Un 29 de septiembre disfrutábamos de nuestro cuarto día en Nueva Orleans, nos anestesiábamos entre tanto jazz pero con la calma tensa que siempre hemos tenido, la calma tensa de amarnos detestándonos. Nola nos pareció la mejor receta para nuestra enésima reconciliación y paseábamos “felices” y acalorados por los canales mientras los simpáticos residentes minimizaban los avisos de la tormenta tropical que se acercaba.

Katrina, se llamaba. Nombre amable, como de niña buena de colegio protestante del medio oeste. Seguimos la fiesta hasta que nos metimos directamente en el horror absoluto. Un espanto inesperado en el primer mundo y que enseña los incomprensibles matices, casi aritméticos, de este primer mundo. El horror de días interminables en los que vimos gente muerta, violencia de verdad, chillidos, devastó Nueva Orleans y devastó, un poco más, lo que queríamos ser juntos. Nos dimos un huracán de realidad.

Exactamente cuando se iban a cumplir siete años de la tragedia tuve que viajar por trabajo a una ciudad cercana y pensé en acercarme sola a Nueva Orleans, no por el morbo de recordar la tragedia, sino por comprobar que mi cerebro podía sobrevivir de alguna manera y conjurar tanto fantasma.

Alquilé un coche y allí me fui, a pasear sola por las calles y a disfrutar de los locales de jazz con un amigo que daba clase en Tulane. Antes de llegar se predijo una tormenta tropical, Isaac. Pensé que con ese nombre, esta vez más duro, más agresivo, la coincidencia de fechas no impactaría en mi destino trágicamente numérico. Pocas horas después, Isaac se convirtió en huracán y yo volví a ser evacuada de Nueva Orleans por la Guardia Federal. Esta vez con cierta ironía, charlando con mi vecino de asiento, Paul, que repetía, casi entusiasmado: “I wanna see what the panic is gonna do to a lot of motherfuckars”.

Los amores incondicionales son patológicos siempre. Quiero ser todas las que soy, ni una ni otra. Todas.

Quiero que me amen así y con defectos retroactivos.

Hemos tenido una relación mucho más marcada por el deslumbramiento, por el cuerpo, por las ganas de disfrutar un paseo que por las palabras sobre un incierto nosotros. Y está muy bien. Nada peor que hacer meta-relación cuando no hay tiempo. Tú y yo siempre hemos gastado el tiempo en gastar el tiempo y en amarnos. Esa es la protección y es el salvoconducto.

Vimos juntos la obra de teatro de un autor mexicano.

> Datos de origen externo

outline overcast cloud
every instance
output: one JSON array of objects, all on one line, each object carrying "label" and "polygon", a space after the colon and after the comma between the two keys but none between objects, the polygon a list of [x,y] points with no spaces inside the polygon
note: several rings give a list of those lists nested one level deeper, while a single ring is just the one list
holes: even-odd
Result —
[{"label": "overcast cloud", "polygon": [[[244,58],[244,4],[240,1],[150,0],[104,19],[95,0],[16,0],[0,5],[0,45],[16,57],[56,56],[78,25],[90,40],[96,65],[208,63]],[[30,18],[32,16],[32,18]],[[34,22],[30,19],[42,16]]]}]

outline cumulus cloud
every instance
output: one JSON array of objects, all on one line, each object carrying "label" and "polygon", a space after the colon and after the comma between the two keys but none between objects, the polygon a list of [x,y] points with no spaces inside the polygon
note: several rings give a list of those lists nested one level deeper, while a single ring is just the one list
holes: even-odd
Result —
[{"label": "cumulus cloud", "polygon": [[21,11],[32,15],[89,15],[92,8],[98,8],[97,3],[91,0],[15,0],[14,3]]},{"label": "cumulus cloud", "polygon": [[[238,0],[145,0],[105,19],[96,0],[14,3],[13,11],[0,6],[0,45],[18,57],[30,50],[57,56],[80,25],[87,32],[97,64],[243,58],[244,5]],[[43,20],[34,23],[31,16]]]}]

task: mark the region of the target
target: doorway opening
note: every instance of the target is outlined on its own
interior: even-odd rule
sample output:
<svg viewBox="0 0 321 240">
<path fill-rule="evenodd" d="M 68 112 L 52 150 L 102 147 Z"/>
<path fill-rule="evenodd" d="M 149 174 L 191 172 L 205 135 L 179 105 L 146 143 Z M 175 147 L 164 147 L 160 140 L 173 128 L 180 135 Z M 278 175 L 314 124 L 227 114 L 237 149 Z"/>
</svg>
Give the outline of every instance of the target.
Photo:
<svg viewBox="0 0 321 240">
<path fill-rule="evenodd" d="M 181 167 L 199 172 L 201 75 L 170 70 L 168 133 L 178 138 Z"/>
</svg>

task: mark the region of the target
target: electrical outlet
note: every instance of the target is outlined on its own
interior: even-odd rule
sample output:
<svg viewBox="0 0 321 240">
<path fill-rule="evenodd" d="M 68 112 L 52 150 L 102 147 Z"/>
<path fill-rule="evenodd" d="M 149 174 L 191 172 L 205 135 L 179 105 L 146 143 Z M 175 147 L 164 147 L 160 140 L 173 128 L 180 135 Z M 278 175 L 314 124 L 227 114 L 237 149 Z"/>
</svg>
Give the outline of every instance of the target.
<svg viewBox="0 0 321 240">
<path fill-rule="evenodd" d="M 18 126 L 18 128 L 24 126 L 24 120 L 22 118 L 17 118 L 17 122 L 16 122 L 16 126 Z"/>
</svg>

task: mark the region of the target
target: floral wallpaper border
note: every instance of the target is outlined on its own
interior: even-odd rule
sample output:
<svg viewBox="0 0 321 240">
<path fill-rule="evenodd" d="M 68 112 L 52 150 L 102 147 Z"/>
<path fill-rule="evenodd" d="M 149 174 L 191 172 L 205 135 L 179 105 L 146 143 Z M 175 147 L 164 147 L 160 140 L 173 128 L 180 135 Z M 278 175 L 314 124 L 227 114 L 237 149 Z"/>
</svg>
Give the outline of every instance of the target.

En ella unos sicarios degüellan a Don Quijote, y se hacen un selfie, orgullosos, posando frente al cadáver.

Leo al siempre anestésico Paul Auster y veo que retrata a mi poeta sin saberlo cuando dice de un personaje suyo que es “el guerrillero del agravio, el campeón del descontento”. Tan contradictorio en sus pulsiones como en sus miedos. Tan valiente por haber sobrevivido a una vida plagada de muertes y exilios, arrasada por la guerra de su país, como cobarde en las distancias cortas.

Cobarde para amarme como yo me merezco y como él merece. Cobarde para reponerse del sentimiento de culpa por estar vivo, de la responsabilidad que le crea no haber sido asesinado con los demás y poder seguir viviendo. El placer que le da paladear un Rioja intenso mientras me acaricia la pierna es también el desprecio hacia sí mismo y la culpa. Es bello y es delicado y a veces es repulsivo. Es el hombre amurallado, pero también el hombre casi infinito.

Cuando se encierra en su propio dolor, olvida a todos los demás y luego su sentimiento de culpa se multiplica porque sabe, y lo reconoce en los momentos de lucidez, que ya su única salvación sobre la tierra es amarnos mucho y bien.

Alguna madrugada me acariciabas y decías en sueños: “me siento tan solo”. Algún amanecer despertabas diciendo que intuías que te iba a abandonar. Que habías dejado de reconocerme.

Soy muy vanidosa. Me gusta pensar que tengo una vida cosida a base de las muchas cosas: de deseo desmedido, de hoteles de lujo y miserables, de una piel definitiva y otra necesaria, del miedo y de los tantos besos, de la extraña calma, del no-lugar y del viaje.

Las fechas parecen diseñadas por alguien macabro. El día de mi cumpleaños, un ya lejano 3 de octubre en que los conocí a ambos, fue aquel en el que mucho después moriría mi padre, que había nacido el mismo día y a la misma hora que mi hermano. Todas estas cifras marean y enmarcan una existencia.

Tenemos que viajar. Un mundo amurallado es un mundo fracasado.

La danza es solo propia de los humanos: porque tenemos imaginación.

Notas

"Números 2": El silencio como ingenua herramienta de salvación.